James is egged on by his supervisor Bruce Winston (Oliver Platt), and it seems quite possible he'll make it to Chicago when his life makes an unexpected course correction. He's buddies with Dr. Stan Knight (Hank Azaria), who introduces him as his intern and allows him to observe as he palpitates the breast of his lovely patient Maggie Murdock (Anne Hathaway). Strictly speaking, doctors aren't supposed to do that. Maggie discovers the fraud, and in the course of an argument with Jamie about it they both grow so passionate that, well, they rip off each other's clothes and fall upon a bed in a confusion of sheets and moans.

Maggie and Jamie discover that they really, really like each other. She has something she wants to tell him. She is in the early stages of Parkinson's disease. This introduces an unexpected note into what seemed to be a screwball comedy. Hathaway brings such tenderness and solemnity to her role that she moves the film away from comedy and toward “Love Story,” and from then on, we never quite know where we're headed.

The emotional tug-of-war intensifies because of the presence of Jamie's brother Josh (Josh Gad), who seems to have been imported directly from an odd buddy movie. Josh is helpless in the area of appropriate behavior, seems to have selected his wardrobe in high school for the rest of his life, has made millions of dollars in the markets and has a disastrous personal life. Although he could buy a hotel, he lacks the skill or the courage to check into one and seems intent on living for the rest of his life on the sofa in Jamie's small apartment.

That would be permissible in another kind of movie. Not in this one, where matters grow serious between the two lovers — so serious, indeed, that they begin to discuss how their love will prevail through the difficult road ahead. The movie gives full weight and attention to the subject of Parkinson's and doesn't trivialize it or make jokes (how could it?).

But the more weight the story of Maggie and Jamie takes on, the more distracting is the screenplay's need to intercut updates on the pharmaceutical wars. Nor do we continue to care much about Bruce and Trey. The movie's most effective single scene occurs at a meeting of people with Parkinson's and their loved ones. The husband of a victim describes to Jamie in stark, realistic detail the possible course of the disease and how it may affect the woman he loves. After this scene, the movie has definitively introduced a note that makes the rest seem trivial.

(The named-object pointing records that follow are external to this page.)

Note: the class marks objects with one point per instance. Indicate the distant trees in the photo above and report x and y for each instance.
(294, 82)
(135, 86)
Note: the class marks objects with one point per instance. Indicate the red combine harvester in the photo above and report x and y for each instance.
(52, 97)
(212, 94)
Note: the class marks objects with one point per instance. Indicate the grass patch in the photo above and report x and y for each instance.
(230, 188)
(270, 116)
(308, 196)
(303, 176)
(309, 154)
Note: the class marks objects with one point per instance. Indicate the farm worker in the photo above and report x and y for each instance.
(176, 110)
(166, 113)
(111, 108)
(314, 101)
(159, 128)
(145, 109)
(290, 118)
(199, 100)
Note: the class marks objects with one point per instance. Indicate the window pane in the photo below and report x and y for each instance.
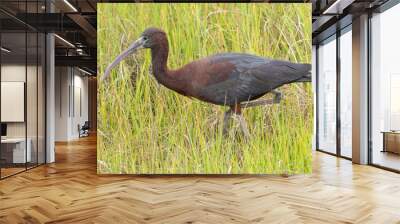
(327, 97)
(345, 93)
(385, 88)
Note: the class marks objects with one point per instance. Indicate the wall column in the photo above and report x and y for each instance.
(360, 90)
(50, 92)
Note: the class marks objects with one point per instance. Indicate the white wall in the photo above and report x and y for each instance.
(70, 83)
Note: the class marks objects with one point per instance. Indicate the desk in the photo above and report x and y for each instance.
(17, 150)
(391, 141)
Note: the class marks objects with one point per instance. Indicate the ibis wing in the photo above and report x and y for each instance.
(251, 78)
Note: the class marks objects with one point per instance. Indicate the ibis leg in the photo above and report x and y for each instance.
(227, 116)
(278, 96)
(243, 126)
(275, 100)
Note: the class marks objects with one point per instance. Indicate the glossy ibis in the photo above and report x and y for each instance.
(227, 79)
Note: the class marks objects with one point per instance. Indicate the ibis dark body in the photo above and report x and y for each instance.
(231, 78)
(223, 79)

The director is Edward Zwick, a considerable filmmaker. He's essentially working with a screenplay (by Charles Randolph, Marshall Herskovitz and himself) that doesn't work. Given that problem, you have to observe that he is a capable filmmaker even in bad weather. He obtains a warm, lovable performance from Anne Hathaway and dimensions from Gyllenhaal that grow from comedy to the serious. The scene with the husband of the Parkinson's survivor has a simple grandeur. As a filmmaker by nature, Zwick gives that scene its full weight, no matter that it's not a good fit in his movie. That counts for something.